There are, I think, plenty of good reasons to take aerobic exercise, but weight loss does not seem to be one of them. If shedding pounds is the aim, then my advice is a more efficient strategy is to adjust the diet. Generally speaking, I advise here a diet generally low in carbohydrate. Carbohydrate (particularly sugary and starchy ones) tend to cause insulin secretion, which has a key role to play in fat accumulation in the body as explored recently here. Plus, a lower carb diet, particularly if it is rich in protein, tends to satisfy more than a higher carb one, which very often causes individuals to eat less without consciously restricted the amount of food they eat. In other words, this sort of diet can very often lead individuals to lose weight without hunger.
The potential for diet and exercise to promote weight loss popped into my mind when reading about a study which attempted to explore which, if any, of these lifestyle factors is the cause of the rising rates of overweight and obesity in the USA. The study was presented last week at the European Congress on Obesity in Amsterdam, the Netherlands. You can read a report on the study here.

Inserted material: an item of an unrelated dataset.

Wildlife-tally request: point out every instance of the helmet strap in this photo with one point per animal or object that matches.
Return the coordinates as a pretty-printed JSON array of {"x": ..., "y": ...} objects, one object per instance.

Scientists assessed the metabolic rates of about 1400 adults and about 950 children to calculate the number or calories required each day for stable weight in the adults and normal growth in the children.
They also calculated the likely calorie intake from the 1970s to early 2000s that would account for the rise in overweight and obesity seen over this time. They also estimated the actual calories intakes from data relating to food production and wastage.
Now, with all of this information, the scientists were in a position to ascertain what proportion of the additional calories responsible for increasing weight in Americans appears to have come from increases in food intake. It turns out that in children, the weight changes seen over the 30-year period assessed in the study could be entirely explained by apparent increases in food consumption. In adults, the vast majority of weight increase could be explained in the same way.
Now, this study is quite theoretical and we’re going on reports of the study rather than the study itself. However, if the data stacks up, then this study appears to show that in the USA at least, burgeoning rates of overweight and obesity appear to be the essentially the result of eating more, not exercising less. And this would mean, I think, that in terms of reversing the trend, the emphasis should really be on diet, not exercise.